#adulting

An American senator, Ben Sasse, stole my thunder. Well, okay, not really. But I’ve been observing the hashtag #adulting for a while now, and wondering what it really signified. While I mused in my head, Ben Sasse wrote a book about it.

I’ve just read that book “The Vanishing American Adult,” and while it really isn’t about that hashtag trend, he uses that example to kick off the book. As I read, I found myself thinking things like “exactly” and “hell, yeah” and “I wish I had done that with my kids.”  (The fact that I, as a liberal Canadian, was astonished to agree on many issues with a religiously observant, home-schooling, conservative Republican senator reflects on the deep assumptions of “us vs. them” in our culture right now… a topic for a later blog).

I disagreed with many things, but agreed with far more.
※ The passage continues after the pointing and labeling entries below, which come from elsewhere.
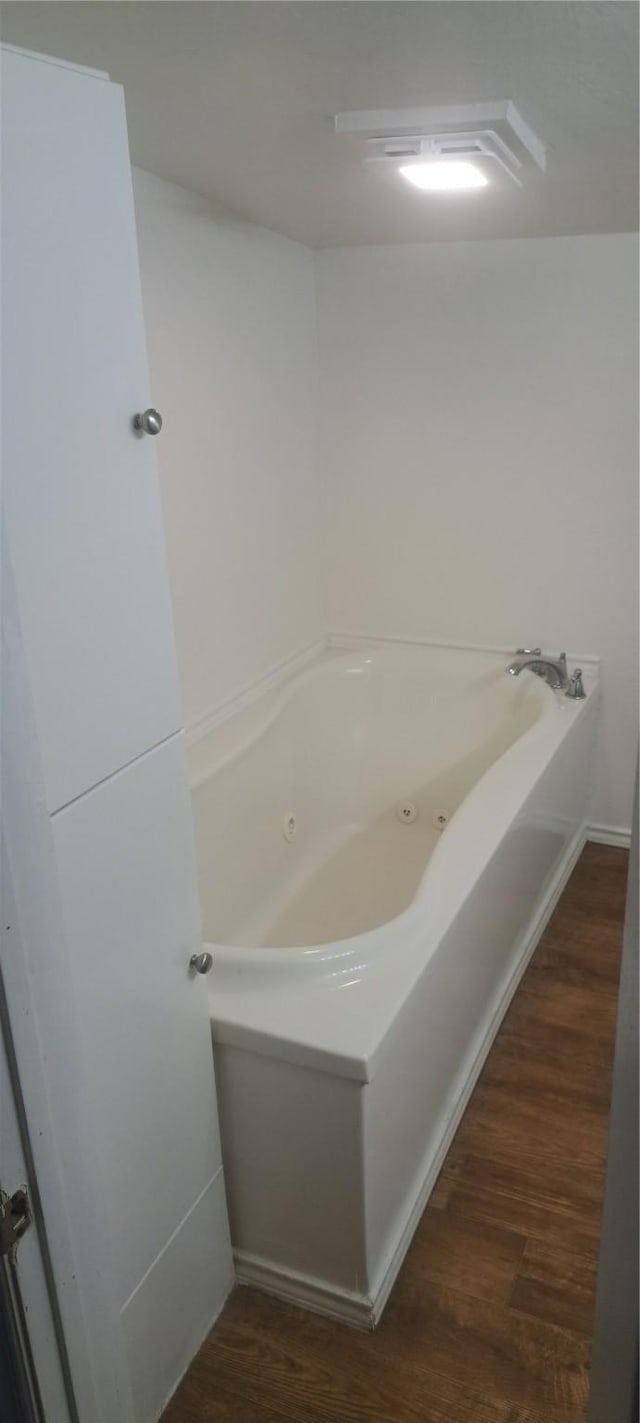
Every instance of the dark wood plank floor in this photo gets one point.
(491, 1316)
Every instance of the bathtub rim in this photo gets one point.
(262, 1012)
(309, 958)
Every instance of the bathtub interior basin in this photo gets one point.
(320, 821)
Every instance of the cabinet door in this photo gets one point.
(81, 498)
(125, 871)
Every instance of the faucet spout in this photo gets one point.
(551, 669)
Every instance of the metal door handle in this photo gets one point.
(148, 423)
(201, 962)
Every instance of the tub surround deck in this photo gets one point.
(491, 1315)
(343, 1067)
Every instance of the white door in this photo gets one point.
(81, 503)
(96, 793)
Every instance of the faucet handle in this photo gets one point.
(576, 686)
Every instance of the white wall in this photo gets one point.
(231, 328)
(480, 440)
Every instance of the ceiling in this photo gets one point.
(236, 100)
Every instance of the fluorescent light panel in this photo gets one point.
(440, 175)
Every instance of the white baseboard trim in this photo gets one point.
(609, 836)
(305, 1289)
(364, 1311)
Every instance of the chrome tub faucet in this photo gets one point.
(552, 669)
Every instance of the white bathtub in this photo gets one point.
(363, 956)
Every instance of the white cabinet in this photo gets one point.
(97, 811)
(124, 863)
(81, 503)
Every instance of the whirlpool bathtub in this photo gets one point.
(380, 843)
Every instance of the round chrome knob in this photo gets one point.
(201, 962)
(150, 421)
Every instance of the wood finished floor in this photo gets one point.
(491, 1316)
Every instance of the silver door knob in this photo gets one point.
(150, 421)
(201, 962)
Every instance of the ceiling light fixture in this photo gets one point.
(438, 175)
(484, 137)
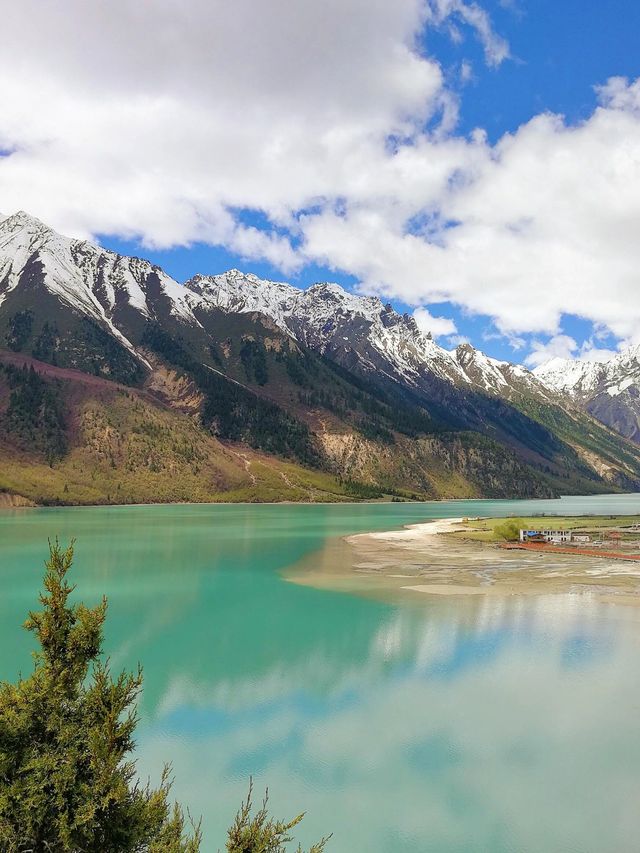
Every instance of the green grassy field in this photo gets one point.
(493, 529)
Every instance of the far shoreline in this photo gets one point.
(431, 559)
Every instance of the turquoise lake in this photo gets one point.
(406, 727)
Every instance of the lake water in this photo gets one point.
(413, 727)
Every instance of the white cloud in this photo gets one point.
(161, 121)
(438, 326)
(559, 346)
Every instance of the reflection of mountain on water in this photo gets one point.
(430, 725)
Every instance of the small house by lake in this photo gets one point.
(555, 537)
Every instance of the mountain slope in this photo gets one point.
(339, 383)
(608, 390)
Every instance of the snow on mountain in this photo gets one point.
(112, 289)
(93, 281)
(609, 390)
(585, 379)
(333, 321)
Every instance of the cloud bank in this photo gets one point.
(166, 122)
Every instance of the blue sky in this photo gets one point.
(559, 52)
(339, 141)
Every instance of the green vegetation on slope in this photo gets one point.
(67, 772)
(34, 416)
(233, 412)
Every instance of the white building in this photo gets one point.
(556, 537)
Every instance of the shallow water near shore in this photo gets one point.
(422, 724)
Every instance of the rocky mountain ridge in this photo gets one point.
(336, 381)
(609, 390)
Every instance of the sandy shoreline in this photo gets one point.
(426, 560)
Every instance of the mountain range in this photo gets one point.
(119, 384)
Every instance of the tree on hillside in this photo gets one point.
(67, 779)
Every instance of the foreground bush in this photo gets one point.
(67, 780)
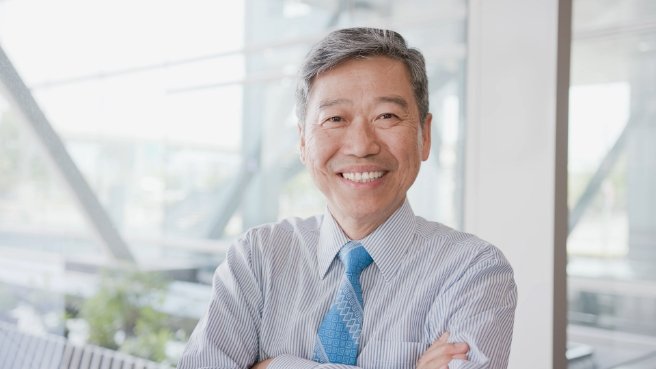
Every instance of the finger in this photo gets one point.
(460, 357)
(437, 362)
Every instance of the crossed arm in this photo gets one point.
(478, 314)
(437, 356)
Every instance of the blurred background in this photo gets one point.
(139, 138)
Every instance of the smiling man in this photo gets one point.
(367, 284)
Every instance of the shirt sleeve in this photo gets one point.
(479, 309)
(294, 362)
(227, 336)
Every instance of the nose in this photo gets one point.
(361, 139)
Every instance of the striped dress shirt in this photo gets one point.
(278, 280)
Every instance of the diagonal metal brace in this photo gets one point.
(20, 95)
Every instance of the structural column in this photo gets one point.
(516, 152)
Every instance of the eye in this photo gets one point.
(333, 121)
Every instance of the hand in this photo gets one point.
(262, 364)
(440, 353)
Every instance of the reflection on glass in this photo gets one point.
(612, 174)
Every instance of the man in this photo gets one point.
(367, 284)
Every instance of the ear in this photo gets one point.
(426, 137)
(301, 142)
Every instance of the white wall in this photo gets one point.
(515, 184)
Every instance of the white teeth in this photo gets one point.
(362, 177)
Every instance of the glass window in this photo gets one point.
(612, 176)
(169, 129)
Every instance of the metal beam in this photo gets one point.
(21, 97)
(602, 172)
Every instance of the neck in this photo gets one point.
(359, 227)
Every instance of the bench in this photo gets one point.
(19, 350)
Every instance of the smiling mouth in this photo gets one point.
(363, 177)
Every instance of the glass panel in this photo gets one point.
(180, 118)
(612, 173)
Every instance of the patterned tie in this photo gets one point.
(339, 333)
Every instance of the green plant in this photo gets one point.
(122, 315)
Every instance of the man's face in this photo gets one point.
(362, 140)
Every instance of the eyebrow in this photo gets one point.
(328, 103)
(398, 100)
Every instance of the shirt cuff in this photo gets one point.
(294, 362)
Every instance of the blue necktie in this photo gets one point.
(339, 333)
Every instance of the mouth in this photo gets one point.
(362, 177)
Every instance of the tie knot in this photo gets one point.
(354, 257)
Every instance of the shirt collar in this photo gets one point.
(387, 244)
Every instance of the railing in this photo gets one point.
(19, 350)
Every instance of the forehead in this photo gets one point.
(369, 77)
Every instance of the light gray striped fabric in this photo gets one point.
(278, 281)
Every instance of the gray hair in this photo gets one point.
(356, 43)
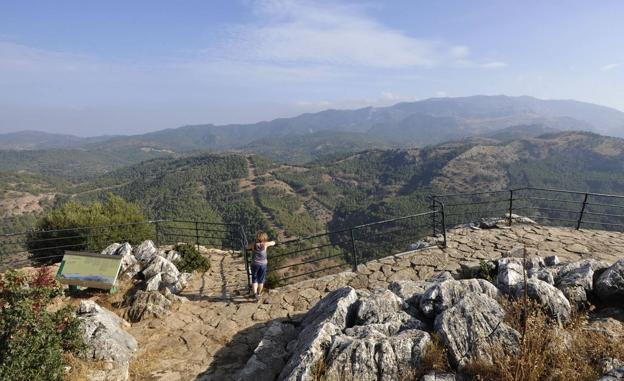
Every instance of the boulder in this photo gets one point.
(609, 287)
(106, 341)
(442, 296)
(616, 374)
(270, 355)
(111, 249)
(576, 281)
(471, 327)
(551, 298)
(377, 307)
(148, 304)
(328, 318)
(375, 356)
(145, 252)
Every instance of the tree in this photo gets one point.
(88, 227)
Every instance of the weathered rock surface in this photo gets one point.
(148, 304)
(472, 326)
(551, 298)
(107, 341)
(270, 355)
(610, 285)
(325, 320)
(444, 295)
(375, 357)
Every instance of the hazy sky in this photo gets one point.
(111, 67)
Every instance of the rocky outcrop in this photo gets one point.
(470, 328)
(549, 297)
(444, 295)
(106, 341)
(610, 285)
(324, 321)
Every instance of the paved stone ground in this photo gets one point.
(212, 336)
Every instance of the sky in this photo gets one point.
(126, 67)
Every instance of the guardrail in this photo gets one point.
(323, 253)
(48, 246)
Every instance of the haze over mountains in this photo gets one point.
(413, 124)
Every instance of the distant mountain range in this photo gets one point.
(313, 135)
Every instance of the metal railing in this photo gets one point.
(48, 246)
(327, 252)
(547, 206)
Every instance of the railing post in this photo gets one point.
(443, 224)
(197, 234)
(433, 216)
(510, 206)
(578, 224)
(354, 251)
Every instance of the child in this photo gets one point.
(259, 262)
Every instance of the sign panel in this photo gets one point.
(89, 269)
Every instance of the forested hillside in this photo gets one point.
(344, 190)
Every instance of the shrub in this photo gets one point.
(31, 335)
(87, 226)
(190, 259)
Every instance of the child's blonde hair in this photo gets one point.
(261, 237)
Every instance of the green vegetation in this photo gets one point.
(191, 260)
(33, 340)
(88, 226)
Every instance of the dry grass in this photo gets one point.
(547, 352)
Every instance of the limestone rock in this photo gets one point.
(106, 340)
(610, 285)
(270, 355)
(442, 296)
(326, 319)
(551, 298)
(148, 304)
(576, 281)
(375, 357)
(111, 249)
(472, 326)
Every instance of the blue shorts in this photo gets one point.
(258, 273)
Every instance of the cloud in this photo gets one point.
(326, 33)
(610, 66)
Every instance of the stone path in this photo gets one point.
(212, 336)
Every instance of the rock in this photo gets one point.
(148, 304)
(410, 291)
(160, 265)
(471, 327)
(375, 357)
(551, 260)
(145, 252)
(442, 296)
(614, 375)
(377, 307)
(106, 341)
(417, 245)
(270, 355)
(111, 249)
(153, 284)
(610, 285)
(326, 319)
(439, 377)
(576, 281)
(510, 274)
(551, 298)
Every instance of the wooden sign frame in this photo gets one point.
(90, 281)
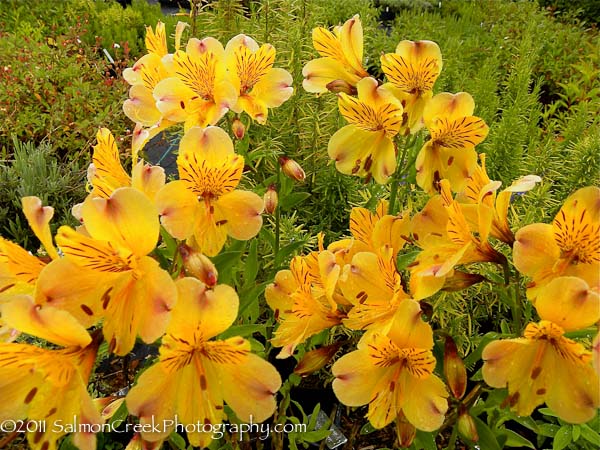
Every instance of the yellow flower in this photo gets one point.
(106, 174)
(145, 74)
(106, 272)
(304, 300)
(393, 374)
(487, 211)
(259, 86)
(342, 54)
(48, 386)
(569, 246)
(373, 286)
(196, 375)
(412, 71)
(544, 365)
(450, 153)
(365, 147)
(446, 240)
(201, 91)
(204, 204)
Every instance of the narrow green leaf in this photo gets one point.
(562, 438)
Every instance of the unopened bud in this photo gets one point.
(291, 168)
(271, 199)
(316, 360)
(454, 369)
(198, 265)
(405, 431)
(466, 425)
(462, 280)
(238, 128)
(341, 86)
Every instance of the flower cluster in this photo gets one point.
(107, 276)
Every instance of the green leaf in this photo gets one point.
(251, 264)
(289, 201)
(405, 259)
(367, 428)
(515, 439)
(425, 441)
(243, 331)
(487, 440)
(176, 440)
(590, 435)
(562, 438)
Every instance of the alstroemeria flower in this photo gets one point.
(446, 240)
(450, 153)
(106, 272)
(544, 366)
(201, 91)
(569, 246)
(204, 204)
(487, 211)
(365, 147)
(195, 375)
(45, 385)
(412, 71)
(373, 286)
(304, 300)
(371, 232)
(258, 84)
(106, 174)
(19, 269)
(342, 54)
(146, 73)
(393, 374)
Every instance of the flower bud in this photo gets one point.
(405, 431)
(291, 168)
(198, 265)
(271, 199)
(466, 425)
(238, 128)
(454, 369)
(341, 86)
(316, 360)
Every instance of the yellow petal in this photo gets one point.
(39, 217)
(241, 211)
(216, 309)
(127, 219)
(49, 323)
(568, 302)
(178, 209)
(249, 387)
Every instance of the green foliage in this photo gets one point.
(34, 171)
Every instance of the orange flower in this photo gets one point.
(195, 375)
(204, 205)
(393, 374)
(450, 153)
(342, 54)
(544, 365)
(569, 246)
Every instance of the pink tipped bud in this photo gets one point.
(199, 266)
(405, 431)
(466, 425)
(238, 129)
(271, 199)
(341, 86)
(454, 369)
(316, 360)
(291, 168)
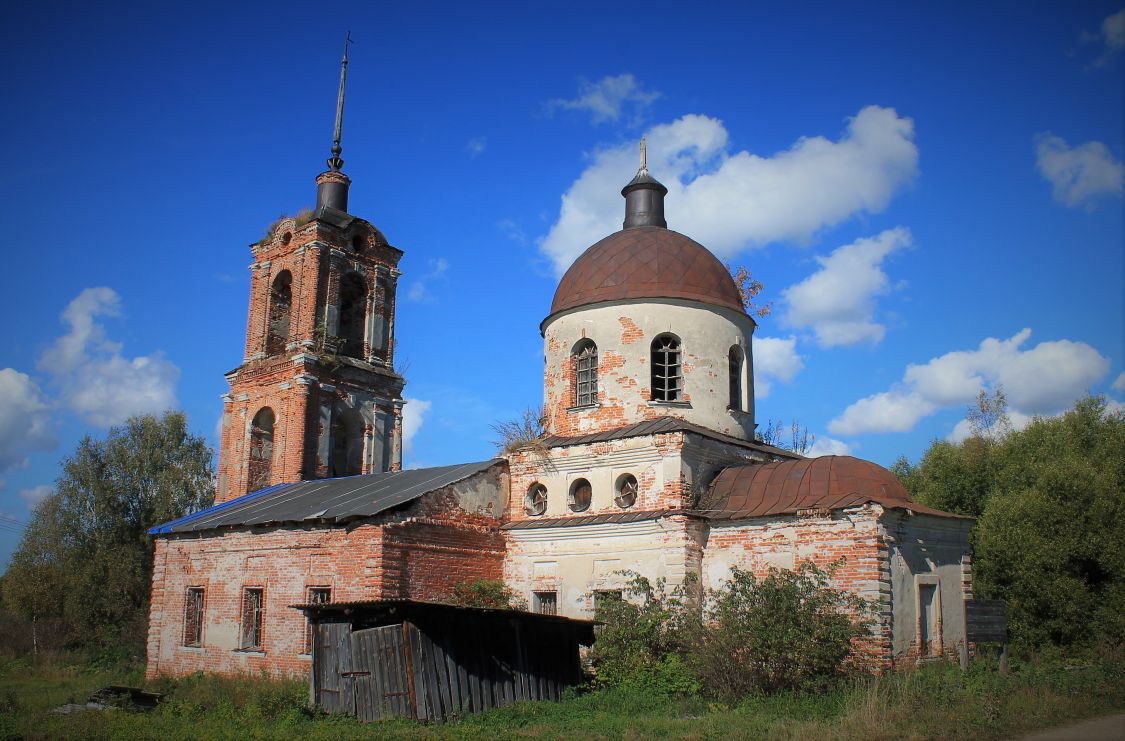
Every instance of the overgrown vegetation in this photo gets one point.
(1050, 498)
(80, 577)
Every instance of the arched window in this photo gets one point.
(624, 491)
(352, 314)
(534, 503)
(585, 373)
(735, 362)
(280, 305)
(581, 496)
(667, 374)
(261, 450)
(347, 455)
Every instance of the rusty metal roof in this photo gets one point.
(657, 426)
(646, 262)
(325, 500)
(825, 482)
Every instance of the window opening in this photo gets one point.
(585, 373)
(735, 361)
(280, 306)
(627, 488)
(352, 314)
(194, 616)
(667, 379)
(547, 603)
(261, 450)
(581, 495)
(315, 596)
(534, 503)
(252, 606)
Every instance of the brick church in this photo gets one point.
(648, 463)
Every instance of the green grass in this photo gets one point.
(937, 702)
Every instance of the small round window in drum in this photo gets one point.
(626, 491)
(536, 502)
(581, 495)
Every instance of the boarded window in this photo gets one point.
(547, 603)
(352, 315)
(280, 308)
(581, 495)
(194, 616)
(667, 377)
(585, 373)
(735, 362)
(261, 450)
(253, 604)
(315, 596)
My quick summary won’t do it justice (you should read it) but the gist of it is that by “saving” our kids from hard work, letting them primarily spend time with their own age group (both in-person and online), travelling with them as consumers/tourists vs. travellers, buying them too many things, and allowing them to go through life without reading important books, we are doing them a grave disservice that will negatively impact them, but more importantly, American society. I think in Canada as well, we need to better raise citizens, not consumers.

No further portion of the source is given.